Scotland’s largest teaching union has rejected the latest pay offer tabled by the Scottish Government, paving the way for strikes to continue later this month.
The Educational Institute for Scotland (EIS) described the 11.5% rise over two years, which was unanimously rejected by the union’s salaries committee, as “smoke and mirrors,” adding it remained “insufficient” with inflation above 10%.
Educators across the country have walked out of classrooms over the past few months during industrial action over Holyrood and local authority body COSLA’s failure to present an adequate agreement.
Further strikes, scheduled for February 28 and March 1 are now likely to go ahead, according to general secretary Andrea Bradley.
She said: “The 6% offer for this year is only 1% less of a pay cut than that previously offered, twice, by the Scottish Government and COSLA.
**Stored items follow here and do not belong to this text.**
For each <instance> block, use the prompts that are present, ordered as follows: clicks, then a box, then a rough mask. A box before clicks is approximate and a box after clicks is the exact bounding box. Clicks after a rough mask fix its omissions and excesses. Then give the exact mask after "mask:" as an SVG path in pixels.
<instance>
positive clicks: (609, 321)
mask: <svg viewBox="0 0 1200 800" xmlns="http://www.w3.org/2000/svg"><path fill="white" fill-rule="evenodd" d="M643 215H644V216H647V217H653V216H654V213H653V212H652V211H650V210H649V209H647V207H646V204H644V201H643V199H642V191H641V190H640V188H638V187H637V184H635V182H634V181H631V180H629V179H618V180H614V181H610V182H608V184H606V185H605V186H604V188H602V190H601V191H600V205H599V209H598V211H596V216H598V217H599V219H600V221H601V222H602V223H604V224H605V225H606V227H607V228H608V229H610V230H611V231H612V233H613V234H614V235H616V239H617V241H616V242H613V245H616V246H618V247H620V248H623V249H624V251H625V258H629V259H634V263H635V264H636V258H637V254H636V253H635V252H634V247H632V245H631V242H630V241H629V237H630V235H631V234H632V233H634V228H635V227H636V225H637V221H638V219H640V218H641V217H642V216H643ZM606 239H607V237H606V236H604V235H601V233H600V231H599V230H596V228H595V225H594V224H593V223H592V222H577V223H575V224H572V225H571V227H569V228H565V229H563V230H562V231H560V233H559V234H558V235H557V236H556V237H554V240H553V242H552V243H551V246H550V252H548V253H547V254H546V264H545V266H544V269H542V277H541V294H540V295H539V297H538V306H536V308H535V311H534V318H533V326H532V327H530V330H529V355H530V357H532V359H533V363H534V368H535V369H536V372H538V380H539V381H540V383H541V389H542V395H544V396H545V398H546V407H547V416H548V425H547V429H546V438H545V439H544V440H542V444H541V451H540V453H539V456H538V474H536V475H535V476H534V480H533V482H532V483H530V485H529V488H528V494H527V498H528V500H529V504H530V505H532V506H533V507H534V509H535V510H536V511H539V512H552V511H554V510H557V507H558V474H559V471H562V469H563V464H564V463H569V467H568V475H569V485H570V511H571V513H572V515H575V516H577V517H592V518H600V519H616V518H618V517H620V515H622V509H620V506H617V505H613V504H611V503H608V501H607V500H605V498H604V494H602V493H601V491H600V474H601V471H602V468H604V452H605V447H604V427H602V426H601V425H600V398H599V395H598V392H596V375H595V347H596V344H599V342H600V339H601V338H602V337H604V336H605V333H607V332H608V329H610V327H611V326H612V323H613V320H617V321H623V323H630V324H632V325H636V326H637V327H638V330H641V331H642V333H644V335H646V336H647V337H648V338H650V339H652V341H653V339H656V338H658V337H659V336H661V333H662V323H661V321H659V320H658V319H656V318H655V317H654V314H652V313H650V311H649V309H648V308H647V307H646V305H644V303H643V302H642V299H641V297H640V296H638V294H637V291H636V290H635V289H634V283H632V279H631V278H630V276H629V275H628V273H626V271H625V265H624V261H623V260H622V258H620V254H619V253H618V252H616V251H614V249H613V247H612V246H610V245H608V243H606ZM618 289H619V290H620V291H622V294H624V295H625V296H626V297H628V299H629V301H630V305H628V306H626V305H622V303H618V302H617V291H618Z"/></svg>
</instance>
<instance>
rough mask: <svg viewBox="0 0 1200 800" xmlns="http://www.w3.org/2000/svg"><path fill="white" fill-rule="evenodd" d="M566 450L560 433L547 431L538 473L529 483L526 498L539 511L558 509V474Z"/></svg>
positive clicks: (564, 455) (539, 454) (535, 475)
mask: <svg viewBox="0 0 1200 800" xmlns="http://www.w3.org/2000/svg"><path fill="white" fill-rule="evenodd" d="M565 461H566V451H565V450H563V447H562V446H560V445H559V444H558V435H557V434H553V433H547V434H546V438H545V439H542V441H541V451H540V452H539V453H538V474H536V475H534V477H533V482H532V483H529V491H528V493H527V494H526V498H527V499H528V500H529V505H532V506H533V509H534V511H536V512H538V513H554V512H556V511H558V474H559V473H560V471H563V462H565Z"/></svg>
“Teachers have already lost more than 1% of their salaries through being forced into strike action so, essentially, teachers already more than paid for this revised offer themselves.”
The offer is the fifth to go before unions since the dispute started last year. It was worth 6% in the first year and a further 5.5% in 2023/24.
Education secretary Shirley-Anne Sommerville said “£50m worth of investment” had already been put forward by the Scottish Government in a bid to bridge the gap.
But Bradley said the conduct of the Government and COSLA during the process had been “unacceptable,” adding the dispute had been “dragged out interminably”.
“From seeking to create divisions both between different grades of teachers and different groups of workers, to seeking to bypass the agreed negotiating processes and sharing information on pay offers with the media before sharing them with the trade unions representing teachers – these have not been good-faith actions,” she said.
“Their emphasis throughout has been on spin rather than genuine attempts to reach an agreed pay settlement through proper negotiation.”
COSLA’s resources spokesperson Cllr Katie Hagmann said: “This is very disappointing. The decision by the unions to turn down the offer of good faith, without even asking their members, means that teachers will not see a penny of this pay increase in 22/23.
“Once eventually agreed, any additional pay will be subject to higher tax in 23/24, meaning less money in the pockets of teachers. This was not what Council Leaders wanted nor is it in the best interest of our teaching workforce.”